Lincoln Township is a township in Russell County, Kansas, United States. As of the 2010 United States Census, it had a population of 150.

History
Lincoln Township was organized from part of Russell Township in the 1880s. Grant Township was organized from part of Lincoln Township in 1907.

Geography
The center of Lincoln Township is located at  (38.7405671, −98.8698075) at an elevation of 1,890 feet (576 m). The township lies in the Smoky Hills region of the Great Plains. The Smoky Hill River runs in and out of the township, winding back and forth across its northern border. Landon Creek, a tributary of the river, flows northeast through the township.

According to the United States Census Bureau, Lincoln Township comprises an area of 36.13 square miles (93.6 km2), all of it land. Located in southwestern Russell County, it contains no incorporated settlements. One unincorporated community, Milberger, is located in the southwestern part of the township. Lincoln Township borders Grant Township to the north, Fairfield Township to the east, Barton County's Wheatland and Fairview Townships to the south, Winterset Township to the west, and Big Creek Township to the northwest.

Demographics

As of the 2010 census, there were 150 people, 60 households, and 44 families residing in the township. The population density was 4.2 people per square mile (1.6/km2). There were 66 housing units at an average density of 1.83 per square mile (0.71/km2). The racial makeup of the township was 96.7% White, 2.0% Native American, 0.7% Asian, and 0.7% from two or more races. Hispanic or Latino of any race were 0% of the population.

There were 60 households, out of which 33.3% had children under the age of 18 living with them, 65.0% were married couples living together, 8.3% had a female householder with no husband present, and 26.7% were non-families. 25.0% of all households were made up of individuals, and 15.0% had someone living alone who was 65 years of age or older.
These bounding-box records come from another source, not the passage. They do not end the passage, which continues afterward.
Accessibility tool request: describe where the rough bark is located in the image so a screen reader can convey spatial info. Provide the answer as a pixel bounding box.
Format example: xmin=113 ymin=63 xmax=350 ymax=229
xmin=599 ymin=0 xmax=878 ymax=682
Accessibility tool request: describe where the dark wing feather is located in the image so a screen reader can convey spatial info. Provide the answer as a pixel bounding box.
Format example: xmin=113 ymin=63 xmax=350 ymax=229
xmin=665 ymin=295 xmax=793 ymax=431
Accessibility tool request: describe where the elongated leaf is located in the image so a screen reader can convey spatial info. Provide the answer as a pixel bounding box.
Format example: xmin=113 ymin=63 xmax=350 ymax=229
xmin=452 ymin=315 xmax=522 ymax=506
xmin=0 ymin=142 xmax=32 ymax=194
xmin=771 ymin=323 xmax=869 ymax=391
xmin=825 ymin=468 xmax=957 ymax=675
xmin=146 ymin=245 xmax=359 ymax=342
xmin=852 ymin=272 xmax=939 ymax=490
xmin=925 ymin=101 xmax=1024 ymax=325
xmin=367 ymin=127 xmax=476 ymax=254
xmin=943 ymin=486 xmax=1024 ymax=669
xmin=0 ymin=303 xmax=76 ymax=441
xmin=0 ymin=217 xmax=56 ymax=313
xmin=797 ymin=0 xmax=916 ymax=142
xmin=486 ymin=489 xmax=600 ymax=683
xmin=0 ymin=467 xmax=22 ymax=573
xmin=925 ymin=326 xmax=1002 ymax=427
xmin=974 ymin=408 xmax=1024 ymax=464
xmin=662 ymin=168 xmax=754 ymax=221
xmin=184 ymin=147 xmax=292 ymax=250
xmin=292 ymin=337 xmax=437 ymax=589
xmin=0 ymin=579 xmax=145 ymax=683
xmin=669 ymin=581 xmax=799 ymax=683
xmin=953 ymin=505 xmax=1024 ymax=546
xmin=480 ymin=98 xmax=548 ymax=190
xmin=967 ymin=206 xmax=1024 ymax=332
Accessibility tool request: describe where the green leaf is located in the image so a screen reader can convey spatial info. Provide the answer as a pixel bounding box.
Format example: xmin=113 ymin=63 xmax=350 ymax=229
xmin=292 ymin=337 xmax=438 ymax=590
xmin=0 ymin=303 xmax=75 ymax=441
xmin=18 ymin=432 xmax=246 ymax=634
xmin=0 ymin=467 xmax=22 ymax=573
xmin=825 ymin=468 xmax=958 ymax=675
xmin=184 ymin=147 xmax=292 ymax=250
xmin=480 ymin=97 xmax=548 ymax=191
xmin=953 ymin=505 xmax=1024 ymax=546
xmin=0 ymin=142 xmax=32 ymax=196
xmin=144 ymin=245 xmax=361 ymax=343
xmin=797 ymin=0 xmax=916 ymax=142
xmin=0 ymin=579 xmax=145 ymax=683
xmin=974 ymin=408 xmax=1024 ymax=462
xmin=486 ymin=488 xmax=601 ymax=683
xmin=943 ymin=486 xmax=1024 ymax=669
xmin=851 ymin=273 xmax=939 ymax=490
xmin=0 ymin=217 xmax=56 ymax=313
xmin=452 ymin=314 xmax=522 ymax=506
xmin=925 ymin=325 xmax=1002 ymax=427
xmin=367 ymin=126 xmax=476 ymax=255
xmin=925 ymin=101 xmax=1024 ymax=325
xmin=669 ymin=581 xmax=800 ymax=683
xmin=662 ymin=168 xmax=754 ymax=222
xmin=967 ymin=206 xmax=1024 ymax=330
The average household size was 2.50, and the average family size was 2.98.

In the township, the population was spread out, with 26.7% under the age of 18, 5.9% from 18 to 24, 21.3% from 25 to 44, 24.8% from 45 to 64, and 21.3% who were 65 years of age or older. The median age was 43 years. For every 100 females, there were 89.9 males. For every 100 females age 18 and over, there were 100.0 males.

Education
Lincoln Township lies within unified school district 407, Russell County Schools.

Transportation
U.S. Route 281 runs north–south through the township, connecting to a network of mostly unpaved county roads laid out in a rough grid pattern across the township. Milberger Road, a paved county road, zigzags west and south from its junction with U.S. 281 in the north of the township, running north–south through Milberger before turning west along the county line and exiting the township. Michaelis Road runs east–west through Milberger and is paved east of its intersection with U.S. 281.